Pakistan’s ace pacer Mohammed Amir’s decision to hang his boots at the age of 28 took the cricketing world by surprise.
Amir was the chief weapon in the deadly Pakistan bowling arsenal. Though the Rawalpindi cricketer had his cricketing years marred with a spot-fixing scandal, he made a comeback after five years.
The left arm-seamer is still remembered for his fiery spells that bamboozled the opposition batters.
At the time of drawing curtains over his prestigious career, the stalwart had blamed head coach Misbah-ul-Haq and bowling coach Waqar Younis for his early retirement.
In an interview on Tuesday, Amir stated that bidding farewell to cricket wasn’t easy for him and refused to divulge any details.

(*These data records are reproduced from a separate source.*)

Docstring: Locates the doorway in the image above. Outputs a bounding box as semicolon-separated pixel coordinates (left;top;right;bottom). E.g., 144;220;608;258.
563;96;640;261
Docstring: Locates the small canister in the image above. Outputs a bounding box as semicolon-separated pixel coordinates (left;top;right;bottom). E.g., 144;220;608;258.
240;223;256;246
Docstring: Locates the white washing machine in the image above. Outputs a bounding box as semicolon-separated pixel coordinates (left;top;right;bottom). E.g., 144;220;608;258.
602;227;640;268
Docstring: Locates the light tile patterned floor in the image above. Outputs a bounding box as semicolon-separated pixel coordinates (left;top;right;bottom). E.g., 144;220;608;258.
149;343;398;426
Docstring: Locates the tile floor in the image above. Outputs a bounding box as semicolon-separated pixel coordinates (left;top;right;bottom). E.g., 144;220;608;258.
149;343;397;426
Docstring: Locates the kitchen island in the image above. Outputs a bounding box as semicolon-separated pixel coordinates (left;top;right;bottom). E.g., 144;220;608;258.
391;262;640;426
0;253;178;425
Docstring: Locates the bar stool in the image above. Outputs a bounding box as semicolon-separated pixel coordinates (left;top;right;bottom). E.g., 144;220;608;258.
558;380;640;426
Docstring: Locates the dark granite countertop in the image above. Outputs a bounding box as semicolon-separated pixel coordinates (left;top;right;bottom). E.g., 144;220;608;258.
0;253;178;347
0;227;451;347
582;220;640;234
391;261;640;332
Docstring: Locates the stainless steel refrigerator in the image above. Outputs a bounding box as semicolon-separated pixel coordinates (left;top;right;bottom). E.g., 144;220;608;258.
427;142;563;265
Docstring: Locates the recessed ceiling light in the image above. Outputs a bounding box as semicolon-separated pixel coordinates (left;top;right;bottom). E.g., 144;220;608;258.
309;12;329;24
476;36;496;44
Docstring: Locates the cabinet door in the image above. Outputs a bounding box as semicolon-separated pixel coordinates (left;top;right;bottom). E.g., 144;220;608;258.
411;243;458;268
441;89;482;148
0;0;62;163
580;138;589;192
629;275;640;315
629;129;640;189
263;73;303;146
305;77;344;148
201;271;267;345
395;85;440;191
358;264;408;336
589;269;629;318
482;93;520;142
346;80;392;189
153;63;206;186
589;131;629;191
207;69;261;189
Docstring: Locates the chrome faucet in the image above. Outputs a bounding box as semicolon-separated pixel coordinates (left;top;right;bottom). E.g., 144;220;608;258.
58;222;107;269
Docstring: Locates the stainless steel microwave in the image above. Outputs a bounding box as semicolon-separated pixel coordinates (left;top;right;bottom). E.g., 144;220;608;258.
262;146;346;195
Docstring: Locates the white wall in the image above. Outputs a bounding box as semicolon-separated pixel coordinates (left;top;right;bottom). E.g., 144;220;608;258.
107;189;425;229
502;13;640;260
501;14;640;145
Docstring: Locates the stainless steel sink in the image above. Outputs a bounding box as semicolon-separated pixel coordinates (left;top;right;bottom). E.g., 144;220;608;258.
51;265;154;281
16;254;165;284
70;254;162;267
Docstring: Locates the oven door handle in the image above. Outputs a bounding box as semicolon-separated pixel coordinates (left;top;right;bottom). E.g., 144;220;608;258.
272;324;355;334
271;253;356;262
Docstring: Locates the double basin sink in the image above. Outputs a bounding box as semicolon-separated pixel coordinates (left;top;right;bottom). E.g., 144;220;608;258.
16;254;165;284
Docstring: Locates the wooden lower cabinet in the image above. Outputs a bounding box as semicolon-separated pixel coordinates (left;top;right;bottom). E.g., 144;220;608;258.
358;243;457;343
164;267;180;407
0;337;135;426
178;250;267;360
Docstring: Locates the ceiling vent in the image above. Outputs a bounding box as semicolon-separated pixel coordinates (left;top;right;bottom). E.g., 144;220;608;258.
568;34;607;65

“Retiring from playing for your beloved country isn’t an easy step to take. I thought a lot about this decision, I spoke to those close to me and only then did I reach this decision. If I go into all of the details and re-open all those chapters then it will get very ugly. I hope that our players, especially the youngsters in future don’t have to face what I had to face as I don’t want our younger players to get disheartened and have to sacrifice their careers like I did,” Amir told PakPassion.net.
However, when quizzed further, the 29-year-old revealed that he was treated irreverently by Pakistan’s cricket team management. But emphatically added that he was currently satisfied with how his career had shaped.

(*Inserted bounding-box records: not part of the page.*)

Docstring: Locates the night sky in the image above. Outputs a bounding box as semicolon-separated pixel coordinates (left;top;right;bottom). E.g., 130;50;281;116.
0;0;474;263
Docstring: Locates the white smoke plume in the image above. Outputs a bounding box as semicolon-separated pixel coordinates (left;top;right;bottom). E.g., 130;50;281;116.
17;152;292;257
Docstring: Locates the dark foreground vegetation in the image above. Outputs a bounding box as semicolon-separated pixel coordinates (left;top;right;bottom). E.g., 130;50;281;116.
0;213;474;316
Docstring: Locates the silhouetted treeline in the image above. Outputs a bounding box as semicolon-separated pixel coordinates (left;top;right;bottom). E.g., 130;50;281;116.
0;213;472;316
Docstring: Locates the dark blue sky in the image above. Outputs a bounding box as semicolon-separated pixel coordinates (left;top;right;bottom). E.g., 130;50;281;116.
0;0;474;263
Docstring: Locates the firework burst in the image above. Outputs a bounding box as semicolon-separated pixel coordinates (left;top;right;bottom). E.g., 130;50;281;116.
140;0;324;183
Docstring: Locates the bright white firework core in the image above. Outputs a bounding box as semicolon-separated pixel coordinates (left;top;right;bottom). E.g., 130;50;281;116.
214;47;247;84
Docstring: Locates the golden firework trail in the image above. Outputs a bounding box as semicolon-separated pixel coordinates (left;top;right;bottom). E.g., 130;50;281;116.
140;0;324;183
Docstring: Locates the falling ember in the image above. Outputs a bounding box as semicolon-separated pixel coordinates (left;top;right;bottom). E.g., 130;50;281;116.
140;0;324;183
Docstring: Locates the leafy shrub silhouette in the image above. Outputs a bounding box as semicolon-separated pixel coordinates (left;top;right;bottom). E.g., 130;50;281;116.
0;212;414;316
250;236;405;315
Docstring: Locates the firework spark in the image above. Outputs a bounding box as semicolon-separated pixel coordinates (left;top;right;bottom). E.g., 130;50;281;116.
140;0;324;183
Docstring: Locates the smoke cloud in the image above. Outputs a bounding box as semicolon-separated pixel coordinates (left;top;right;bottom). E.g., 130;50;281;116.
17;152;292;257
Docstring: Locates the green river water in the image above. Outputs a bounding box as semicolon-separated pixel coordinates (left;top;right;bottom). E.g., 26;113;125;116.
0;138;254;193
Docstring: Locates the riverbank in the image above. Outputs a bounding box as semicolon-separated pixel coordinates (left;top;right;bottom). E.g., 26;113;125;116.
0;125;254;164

“What matters most to me is respect and I felt that I wasn’t getting the respect I deserved and that’s why I took the decision to retire. The people in charge of Pakistan cricket have their job to do, they have their responsibilities and have their decisions to make, and I have my career to continue and look forward to, so we all should move on, as right now I am happy with my life,” Amir remarked.
Expounding further, the Changa Bangial-born brought to light the mental pressure on the players representing the national side and asserted that his compatriots were too intimidated to speak anything against the management.

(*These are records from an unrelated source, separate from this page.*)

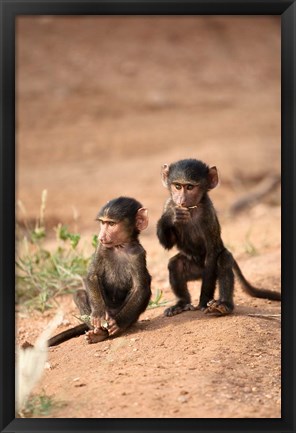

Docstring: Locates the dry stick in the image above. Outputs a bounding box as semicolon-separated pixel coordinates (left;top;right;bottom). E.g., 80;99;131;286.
230;175;281;214
248;313;281;320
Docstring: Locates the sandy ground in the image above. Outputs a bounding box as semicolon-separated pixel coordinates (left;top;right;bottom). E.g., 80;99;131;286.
17;16;281;418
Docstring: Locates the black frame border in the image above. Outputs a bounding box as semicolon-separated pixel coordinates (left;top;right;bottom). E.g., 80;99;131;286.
0;0;296;433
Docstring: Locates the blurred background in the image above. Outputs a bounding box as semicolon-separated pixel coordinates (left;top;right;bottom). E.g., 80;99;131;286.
16;16;281;236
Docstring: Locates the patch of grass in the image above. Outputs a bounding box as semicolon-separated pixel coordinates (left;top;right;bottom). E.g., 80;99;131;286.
20;392;66;418
147;289;168;310
15;190;167;312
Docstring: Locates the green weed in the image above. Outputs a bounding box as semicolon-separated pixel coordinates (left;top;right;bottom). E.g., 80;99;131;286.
21;392;65;418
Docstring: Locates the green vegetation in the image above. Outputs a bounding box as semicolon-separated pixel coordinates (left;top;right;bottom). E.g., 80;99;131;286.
16;191;96;312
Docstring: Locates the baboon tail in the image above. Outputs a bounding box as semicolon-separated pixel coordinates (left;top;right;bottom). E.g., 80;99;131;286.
47;323;89;347
233;259;281;301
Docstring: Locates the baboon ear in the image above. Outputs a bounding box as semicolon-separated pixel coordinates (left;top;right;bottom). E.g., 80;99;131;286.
136;207;149;231
208;166;219;189
161;164;169;188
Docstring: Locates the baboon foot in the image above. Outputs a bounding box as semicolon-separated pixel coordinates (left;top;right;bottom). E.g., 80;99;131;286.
203;299;233;316
84;328;109;344
163;304;196;317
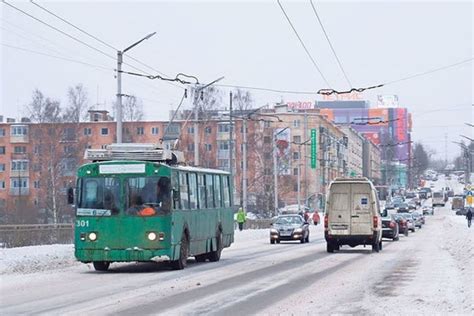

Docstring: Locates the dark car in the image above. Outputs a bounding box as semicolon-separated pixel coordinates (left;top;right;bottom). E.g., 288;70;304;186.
411;212;425;228
393;214;409;236
270;214;309;244
397;203;410;213
382;216;399;241
421;205;434;215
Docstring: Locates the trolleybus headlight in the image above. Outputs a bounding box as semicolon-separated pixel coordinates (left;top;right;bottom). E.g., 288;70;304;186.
89;232;97;241
148;232;156;241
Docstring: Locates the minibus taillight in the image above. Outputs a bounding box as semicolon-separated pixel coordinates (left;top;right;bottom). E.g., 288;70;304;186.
373;216;379;228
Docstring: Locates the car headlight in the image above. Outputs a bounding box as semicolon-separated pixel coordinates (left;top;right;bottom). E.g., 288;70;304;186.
88;232;97;241
147;232;157;241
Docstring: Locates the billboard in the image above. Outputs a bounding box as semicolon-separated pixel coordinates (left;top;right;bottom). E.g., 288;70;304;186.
377;94;399;108
274;128;291;175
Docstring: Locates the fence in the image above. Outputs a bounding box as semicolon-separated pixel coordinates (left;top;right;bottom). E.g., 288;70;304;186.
0;224;74;248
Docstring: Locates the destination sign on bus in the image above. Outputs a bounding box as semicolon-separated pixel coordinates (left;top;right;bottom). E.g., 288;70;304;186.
99;164;145;174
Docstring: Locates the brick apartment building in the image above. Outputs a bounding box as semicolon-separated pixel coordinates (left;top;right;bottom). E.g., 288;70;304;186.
0;105;380;222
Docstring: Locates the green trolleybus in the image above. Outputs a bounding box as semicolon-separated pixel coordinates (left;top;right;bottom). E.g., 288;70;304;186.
70;144;234;271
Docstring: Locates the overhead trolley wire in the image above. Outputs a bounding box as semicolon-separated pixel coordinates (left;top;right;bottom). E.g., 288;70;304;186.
310;0;352;88
30;0;184;89
277;0;331;88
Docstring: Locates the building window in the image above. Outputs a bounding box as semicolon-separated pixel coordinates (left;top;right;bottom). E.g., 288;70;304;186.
64;146;74;154
217;141;229;150
10;178;29;189
12;160;28;171
218;124;230;133
11;125;28;136
13;146;26;154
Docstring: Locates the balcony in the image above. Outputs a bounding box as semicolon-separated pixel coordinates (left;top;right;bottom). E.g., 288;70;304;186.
10;135;30;144
10;188;30;196
10;169;30;178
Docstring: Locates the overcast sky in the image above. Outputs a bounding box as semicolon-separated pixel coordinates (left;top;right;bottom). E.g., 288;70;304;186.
0;0;474;158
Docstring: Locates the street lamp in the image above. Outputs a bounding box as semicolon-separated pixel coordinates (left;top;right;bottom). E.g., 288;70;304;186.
116;32;156;143
273;127;289;215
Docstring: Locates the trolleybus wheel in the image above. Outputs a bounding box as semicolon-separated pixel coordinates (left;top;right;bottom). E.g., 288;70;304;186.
92;261;110;271
208;231;223;262
171;233;189;270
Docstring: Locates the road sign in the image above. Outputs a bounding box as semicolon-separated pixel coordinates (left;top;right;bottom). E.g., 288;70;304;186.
311;128;318;169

“Yes, I was suffering from mental pressure, and I would be very surprised if I was the only one who has gone through this. Some players are too frightened to do anything about it or speak up about it because there are a lot of things which are outside the control of players. If the team management isn’t giving a player any respect, then that is going to affect the player,” Amir adumbrated.
Speaking about his case, in particular, the veteran pacer reckoned that there was a communication gap between him and the administration that took a toll on his mental health.
“When there is a communication gap between the team management and the players then things will head in the wrong direction. There was a big communication gap between the management and I, and this was very badly handled and really affected me and my mental health,” Amir concluded.